The multi handle session cache size is set to 25, unless it is the
internal one used for the easy interface - which still uses only 3.

Closes #15982
---

diff --git a/lib/easy.c b/lib/easy.c
index d1888b7fe4..38dc71f3de 100644
--- a/lib/easy.c
+++ b/lib/easy.c
@@ -48,7 +48,6 @@
 #include <curl/curl.h>
 #include "transfer.h"
 #include "vtls/vtls.h"
-#include "vtls/vtls_scache.h"
 #include "url.h"
 #include "getinfo.h"
 #include "hostip.h"
@@ -765,9 +764,9 @@ static CURLcode easy_perform(struct Curl_easy *data, bool events)
   if(data->multi_easy)
     multi = data->multi_easy;
   else {
-    /* this multi handle will only ever have a single easy handled attached
-       to it, so make it use minimal hashes */
-    multi = Curl_multi_handle(1, 3, 7);
+    /* this multi handle will only ever have a single easy handle attached to
+       it, so make it use minimal hash sizes */
+    multi = Curl_multi_handle(1, 3, 7, 3);
     if(!multi)
       return CURLE_OUT_OF_MEMORY;
   }
diff --git a/lib/multi.c b/lib/multi.c
index d2bf22ada8..6fcb4a099e 100644
--- a/lib/multi.c
+++ b/lib/multi.c
@@ -46,6 +46,7 @@
 #include "multihandle.h"
 #include "sigpipe.h"
 #include "vtls/vtls.h"
+#include "vtls/vtls_scache.h"
 #include "http_proxy.h"
 #include "http2.h"
 #include "socketpair.h"
@@ -73,6 +74,10 @@
 #define CURL_DNS_HASH_SIZE 71
 #endif
 
+#ifndef CURL_TLS_SESSION_SIZE
+#define CURL_TLS_SESSION_SIZE 25
+#endif
+
 #define CURL_MULTI_HANDLE 0x000bab1e
 
 #ifdef DEBUGBUILD
@@ -395,9 +400,10 @@ static void multi_addmsg(struct Curl_multi *multi, struct Curl_message *msg)

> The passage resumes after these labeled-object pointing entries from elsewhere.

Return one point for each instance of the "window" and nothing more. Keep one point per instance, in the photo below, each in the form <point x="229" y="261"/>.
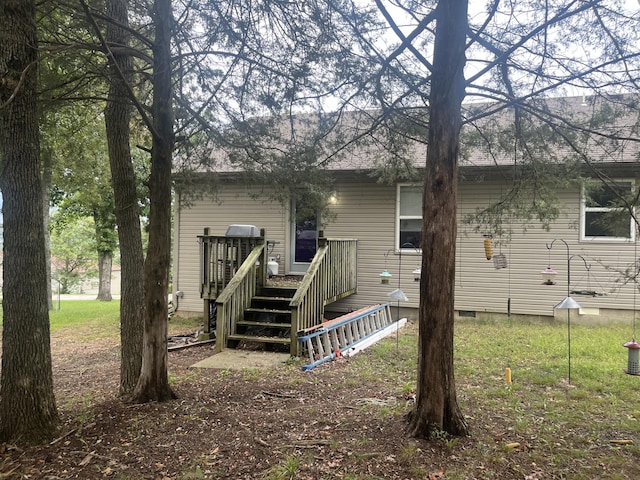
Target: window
<point x="604" y="216"/>
<point x="409" y="222"/>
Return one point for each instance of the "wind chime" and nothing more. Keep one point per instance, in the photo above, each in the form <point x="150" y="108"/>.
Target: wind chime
<point x="499" y="260"/>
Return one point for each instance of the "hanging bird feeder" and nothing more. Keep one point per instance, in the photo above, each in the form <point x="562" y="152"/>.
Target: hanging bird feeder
<point x="417" y="273"/>
<point x="633" y="367"/>
<point x="549" y="276"/>
<point x="488" y="251"/>
<point x="385" y="277"/>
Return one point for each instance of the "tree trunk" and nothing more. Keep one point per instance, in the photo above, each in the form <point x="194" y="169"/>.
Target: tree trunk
<point x="117" y="118"/>
<point x="28" y="411"/>
<point x="153" y="384"/>
<point x="436" y="408"/>
<point x="105" y="261"/>
<point x="46" y="184"/>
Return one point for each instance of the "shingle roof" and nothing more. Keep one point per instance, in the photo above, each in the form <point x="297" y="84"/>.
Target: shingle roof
<point x="598" y="129"/>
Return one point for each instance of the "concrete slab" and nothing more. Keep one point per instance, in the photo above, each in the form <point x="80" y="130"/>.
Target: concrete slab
<point x="238" y="359"/>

   Curl_llist_append(&multi->msglist, msg, &msg->list);
 }
 
-struct Curl_multi *Curl_multi_handle(size_t hashsize, /* socket hash */
+struct Curl_multi *Curl_multi_handle(size_t hashsize,  /* socket hash */
                                      size_t chashsize, /* connection hash */
-                                     size_t dnssize) /* dns hash */
+                                     size_t dnssize,   /* dns hash */
+                                     size_t sesssize)  /* TLS session cache */
 {
   struct Curl_multi *multi = calloc(1, sizeof(struct Curl_multi));
 
@@ -414,7 +420,10 @@ struct Curl_multi *Curl_multi_handle(size_t hashsize, /* socket hash */
                  Curl_hash_str, Curl_str_key_compare, ph_freeentry);
 
   if(Curl_cpool_init(&multi->cpool, Curl_on_disconnect,
-                         multi, NULL, chashsize))
+                     multi, NULL, chashsize))
+    goto error;
+
+  if(Curl_ssl_scache_create(sesssize, 2, &multi->ssl_scache))
     goto error;
 
   Curl_llist_init(&multi->msglist, NULL);
@@ -447,6 +456,7 @@ error:
   Curl_hash_destroy(&multi->proto_hash);
   Curl_hash_destroy(&multi->hostcache);
   Curl_cpool_destroy(&multi->cpool);
+  Curl_ssl_scache_destroy(multi->ssl_scache);
   free(multi);
   return NULL;
 }
@@ -455,7 +465,8 @@ CURLM *curl_multi_init(void)
 {
   return Curl_multi_handle(CURL_SOCKET_HASH_TABLE_SIZE,
                            CURL_CONNECTION_HASH_SIZE,
-                           CURL_DNS_HASH_SIZE);
+                           CURL_DNS_HASH_SIZE,
+                           CURL_TLS_SESSION_SIZE);
 }
 
 #if defined(DEBUGBUILD) && !defined(CURL_DISABLE_VERBOSE_STRINGS)
@@ -3136,6 +3147,7 @@ CURLMcode curl_multi_cleanup(CURLM *m)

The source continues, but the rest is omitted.